Support for 16-bit floating-point values in WGSL
In WGSL, the f16
type is the set of 16-bit floating-point values of the IEEE-754 binary16 (half precision) format. It means that it uses 16 bits to represent a floating-point number, as opposed to 32 bits for conventional single-precision floating-point (f32
). This smaller size can lead to significant performance improvements, especially when processing large amounts of data.
For comparison, on an Apple M1 Pro device, the f16
implementation of Llama2 7B models used in the WebLLM chat demo is significantly faster than the f32
implementation, with a 28% improvement in prefill speed and a 41% improvement in decoding speed as shown in the following screenshots.
Not all GPUs support 16-bit floating-point values. When the "shader-f16"
feature is available in a GPUAdapter
, you can now request a GPUDevice
with this feature and create a WGSL shader module that takes advantage of the half-precision floating-point type f16
. This type is valid to use in the WGSL shader module only if you enable the f16
WGSL extension with enable f16;
. Otherwise, createShaderModule() will generate a validation error. See the following minimal example and issue dawn:1510.
const adapter = await navigator.gpu.requestAdapter();
if (!adapter.features.has("shader-f16")) {
throw new Error("16-bit floating-point value support is not available");
}
// Explicitly request 16-bit floating-point value support.
const device = await adapter.requestDevice({
requiredFeatures: ["shader-f16"],
});
const code = `
enable f16;
@compute @workgroup_size(1)
fn main() {
const c : vec3h = vec3<f16>(1.0h, 2.0h, 3.0h);
}
`;
const shaderModule = device.createShaderModule({ code });
// Create a compute pipeline with this shader module
// and run the shader on the GPU...
It's possible to support both f16
and f32
types in the WGSL shader module code with an alias
depending on the "shader-f16"
feature support as shown in the following snippet.

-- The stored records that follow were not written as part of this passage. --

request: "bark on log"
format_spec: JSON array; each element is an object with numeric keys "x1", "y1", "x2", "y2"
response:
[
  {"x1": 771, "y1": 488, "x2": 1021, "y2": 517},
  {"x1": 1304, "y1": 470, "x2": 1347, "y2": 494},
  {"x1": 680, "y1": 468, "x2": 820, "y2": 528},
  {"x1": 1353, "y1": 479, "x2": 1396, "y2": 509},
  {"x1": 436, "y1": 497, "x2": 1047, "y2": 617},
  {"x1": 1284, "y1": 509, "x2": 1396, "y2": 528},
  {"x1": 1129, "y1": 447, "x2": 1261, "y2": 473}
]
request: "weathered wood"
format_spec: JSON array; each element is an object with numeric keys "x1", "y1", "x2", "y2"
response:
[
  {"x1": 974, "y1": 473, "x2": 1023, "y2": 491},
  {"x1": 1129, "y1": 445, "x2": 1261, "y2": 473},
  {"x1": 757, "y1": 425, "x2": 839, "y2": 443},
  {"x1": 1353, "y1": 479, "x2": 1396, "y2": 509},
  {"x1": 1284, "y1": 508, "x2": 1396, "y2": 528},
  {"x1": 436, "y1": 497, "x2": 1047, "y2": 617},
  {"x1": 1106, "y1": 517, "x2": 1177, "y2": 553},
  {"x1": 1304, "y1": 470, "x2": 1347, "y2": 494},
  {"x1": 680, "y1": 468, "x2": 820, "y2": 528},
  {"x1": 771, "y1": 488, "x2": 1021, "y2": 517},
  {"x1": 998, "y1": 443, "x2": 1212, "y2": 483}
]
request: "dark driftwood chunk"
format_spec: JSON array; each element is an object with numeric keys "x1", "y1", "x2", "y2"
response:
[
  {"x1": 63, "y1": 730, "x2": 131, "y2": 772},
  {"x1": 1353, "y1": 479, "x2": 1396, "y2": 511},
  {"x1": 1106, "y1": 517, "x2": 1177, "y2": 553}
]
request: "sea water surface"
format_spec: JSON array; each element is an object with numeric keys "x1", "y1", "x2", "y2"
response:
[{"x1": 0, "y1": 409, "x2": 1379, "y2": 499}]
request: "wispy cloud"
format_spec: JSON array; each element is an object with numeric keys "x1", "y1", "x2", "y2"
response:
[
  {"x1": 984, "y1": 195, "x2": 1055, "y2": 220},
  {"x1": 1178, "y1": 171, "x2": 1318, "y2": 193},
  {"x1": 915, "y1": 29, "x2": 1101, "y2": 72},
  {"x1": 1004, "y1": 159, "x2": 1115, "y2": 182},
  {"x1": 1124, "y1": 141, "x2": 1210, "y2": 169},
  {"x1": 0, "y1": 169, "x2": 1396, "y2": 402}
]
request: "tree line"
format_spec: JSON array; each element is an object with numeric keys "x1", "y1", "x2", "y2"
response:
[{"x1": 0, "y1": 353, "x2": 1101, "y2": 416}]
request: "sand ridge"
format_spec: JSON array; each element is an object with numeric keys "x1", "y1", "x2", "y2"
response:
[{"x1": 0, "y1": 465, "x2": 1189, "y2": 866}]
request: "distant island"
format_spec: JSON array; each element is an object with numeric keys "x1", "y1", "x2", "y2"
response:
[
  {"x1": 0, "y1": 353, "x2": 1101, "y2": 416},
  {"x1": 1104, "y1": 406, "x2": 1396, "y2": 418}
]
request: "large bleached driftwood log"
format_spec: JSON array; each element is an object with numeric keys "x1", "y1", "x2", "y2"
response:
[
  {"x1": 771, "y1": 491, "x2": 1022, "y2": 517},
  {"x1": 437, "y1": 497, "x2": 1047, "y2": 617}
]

const adapter = await navigator.gpu.requestAdapter();
const hasShaderF16 = adapter.features.has("shader-f16");
const device = await adapter.requestDevice({
requiredFeatures: hasShaderF16 ? ["shader-f16"] : [],
});
const header = hasShaderF16
? `enable f16;
alias min16float = f16;`
: `alias min16float = f32;`;
const code = `
${header}
@compute @workgroup_size(1)
fn main() {
const c = vec3<min16float>(1.0, 2.0, 3.0);
}
`;
Push the limits
The maximum number of bytes necessary to hold one sample (pixel or subpixel) of render pipeline output data, across all color attachments, is 32 bytes by default. It is now possible to request up to 64 by using the maxColorAttachmentBytesPerSample
limit. See the following example and issue dawn:2036.
const adapter = await navigator.gpu.requestAdapter();
if (adapter.limits.maxColorAttachmentBytesPerSample < 64) {
// When the desired limit isn't supported, take action to either fall back to
// a code path that does not require the higher limit or notify the user that
// their device does not meet minimum requirements.
}
// Request highest limit of max color attachments bytes per sample.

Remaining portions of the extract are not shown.